Aposentações de docentes continuam a aumentar

Com regularidade, a imprensa vai dando conta de uma realidade indesmentível: as aposentações de professores continuam a aumentar, consequência inevitável do envelhecimento da classe e do desgaste acumulado por muitos dos seus melhores profissionais que, assim que atingem a idade legal, não hesitam pedir a reforma. Alguns antecipam mesmo a saída, aceitando condições penalizadoras da sua pensão para melhor preservarem o que lhes resta da sua saúde física e mental. E as entradas para os quadros não estão a acompanhar o ritmo das saídas, agravando o fenómeno da precariedade docente.

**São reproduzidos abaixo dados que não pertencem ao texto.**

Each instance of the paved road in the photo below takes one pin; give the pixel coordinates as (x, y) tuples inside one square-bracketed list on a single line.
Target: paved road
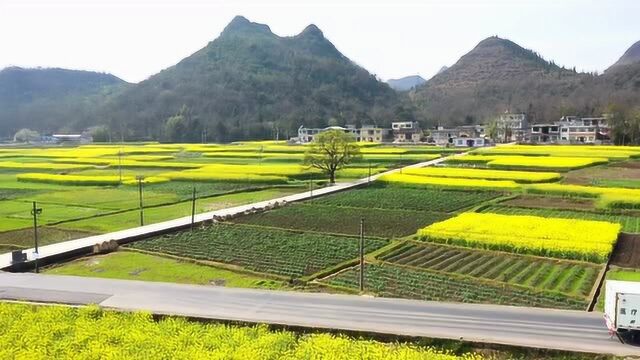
[(556, 329), (122, 236)]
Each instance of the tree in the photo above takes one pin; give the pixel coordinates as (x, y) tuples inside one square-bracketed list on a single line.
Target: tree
[(331, 151), (26, 135)]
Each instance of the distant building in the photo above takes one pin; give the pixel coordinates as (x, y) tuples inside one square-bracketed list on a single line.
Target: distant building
[(368, 133), (406, 132), (572, 130), (84, 138), (469, 142), (443, 137), (583, 130), (372, 133), (544, 133), (512, 127)]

Da parte de quem decide estas coisas, a inacção e o silêncio são totais. Incentivos aos professores que aceitem colocações em zonas do país onde há notórias dificuldades de recrutamento estavam previstas para o OE 2021, mas não constam do documento apresentado ao Parlamento. Alterações à política de quadros e concursos também não são expectáveis, quando o ME anda há quase um ano a recusar reunir-se com os sindicatos. E 2021 será ano de concurso interno, que neste contexto deverá continuar a reger-se pela velha e desajustada legislação.

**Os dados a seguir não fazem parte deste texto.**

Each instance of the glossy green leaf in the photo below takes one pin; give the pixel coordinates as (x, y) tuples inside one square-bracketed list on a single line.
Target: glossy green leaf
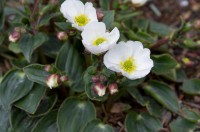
[(13, 87), (47, 123), (74, 114), (97, 126), (142, 122), (191, 86), (46, 105), (69, 60), (163, 63), (108, 18), (163, 94), (21, 122), (89, 85), (160, 29), (182, 125), (36, 73), (29, 43), (30, 102), (4, 120)]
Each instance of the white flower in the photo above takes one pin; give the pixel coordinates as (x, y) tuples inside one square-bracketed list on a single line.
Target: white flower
[(130, 59), (78, 14), (138, 2), (97, 40)]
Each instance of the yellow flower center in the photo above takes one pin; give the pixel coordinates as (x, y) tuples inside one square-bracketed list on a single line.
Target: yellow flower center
[(81, 20), (128, 65), (98, 41)]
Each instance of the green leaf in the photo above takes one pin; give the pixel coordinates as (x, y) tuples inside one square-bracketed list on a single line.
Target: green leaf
[(163, 94), (159, 29), (46, 105), (30, 102), (74, 114), (182, 125), (69, 60), (4, 120), (13, 87), (97, 126), (29, 43), (47, 123), (163, 63), (191, 86), (89, 85), (36, 73), (142, 122), (21, 122), (108, 18), (104, 4)]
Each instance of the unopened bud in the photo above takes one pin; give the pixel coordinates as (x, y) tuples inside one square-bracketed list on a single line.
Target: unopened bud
[(95, 79), (100, 14), (53, 81), (138, 3), (62, 35), (99, 89), (113, 88), (47, 68), (14, 36), (63, 78), (102, 78)]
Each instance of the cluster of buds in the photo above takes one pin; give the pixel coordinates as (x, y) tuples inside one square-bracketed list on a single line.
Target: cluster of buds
[(16, 34), (62, 36), (100, 86), (54, 80)]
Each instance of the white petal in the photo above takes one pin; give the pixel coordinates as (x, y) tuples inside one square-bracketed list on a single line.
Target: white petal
[(137, 74), (143, 60), (72, 8), (90, 11), (113, 36)]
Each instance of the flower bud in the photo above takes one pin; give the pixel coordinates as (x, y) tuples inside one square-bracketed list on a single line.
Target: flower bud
[(63, 78), (14, 36), (47, 68), (99, 89), (113, 88), (62, 35), (95, 79), (100, 14), (138, 3), (53, 81)]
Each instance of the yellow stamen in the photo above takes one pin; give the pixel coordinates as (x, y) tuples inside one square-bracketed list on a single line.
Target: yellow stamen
[(81, 20), (98, 41), (128, 65)]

A médio e longo prazo, o cenário é ainda mais preocupante. Muitos professores profissionalizados, afastados da profissão pelo desemprego e a precariedade das colocações, acabaram por enveredar por outras carreiras e profissões e, nas condições actuais, dificilmente regressarão ao ensino. E os jovens professores que estão a formar-se presentemente são em número muito inferior às necessidades que irão surgir nos próximos anos.

Entre janeiro e dezembro deste ano, mais 1.649 professores ter-se-ão reformado em Portugal continental, avança o Correio da Manhã. Trata-se do valor mais alto dos últimos sete anos, apenas ultrapassado pela meta atingida em 2013, altura em que se reformaram 4.628 docentes (incluindo educadores de infância).

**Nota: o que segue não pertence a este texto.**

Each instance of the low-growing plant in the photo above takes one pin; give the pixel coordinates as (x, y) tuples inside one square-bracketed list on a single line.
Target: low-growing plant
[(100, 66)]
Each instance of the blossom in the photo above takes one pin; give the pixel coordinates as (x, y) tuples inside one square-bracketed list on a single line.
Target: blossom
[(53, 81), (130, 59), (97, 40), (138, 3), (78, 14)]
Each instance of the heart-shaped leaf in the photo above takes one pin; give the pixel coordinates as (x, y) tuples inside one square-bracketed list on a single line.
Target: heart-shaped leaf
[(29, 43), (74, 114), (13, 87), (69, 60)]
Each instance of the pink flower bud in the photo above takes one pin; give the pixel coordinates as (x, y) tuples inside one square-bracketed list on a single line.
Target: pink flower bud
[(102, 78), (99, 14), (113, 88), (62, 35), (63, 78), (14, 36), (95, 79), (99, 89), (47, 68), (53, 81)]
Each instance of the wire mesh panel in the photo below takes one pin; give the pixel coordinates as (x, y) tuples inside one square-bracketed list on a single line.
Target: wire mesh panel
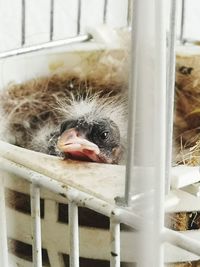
[(146, 152)]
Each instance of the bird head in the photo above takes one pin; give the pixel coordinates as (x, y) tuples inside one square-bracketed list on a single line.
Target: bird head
[(93, 129), (97, 140)]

Feitas as contas às entradas e saídas de profissionais dos quadros do Ministério da Educação, segundo aquele jornal, que cita números da Caixa Geral de Aposentações, desde 2012 houve uma redução de 3.023 docentes efetivos, tendo saído 14.891, no total, e entrado para a carreira docente apenas 11.868.

O Governo tinha antecipado para este ano a saída de apenas 1.358 professores, com base na idade, mas esse número foi superado, com mais quase 300 saídas. De acordo com o mesmo jornal, o Ministério da Educação previu a saída de quase 10 mil profissionais em quatro anos, até 2023, mas a tendência é crescente.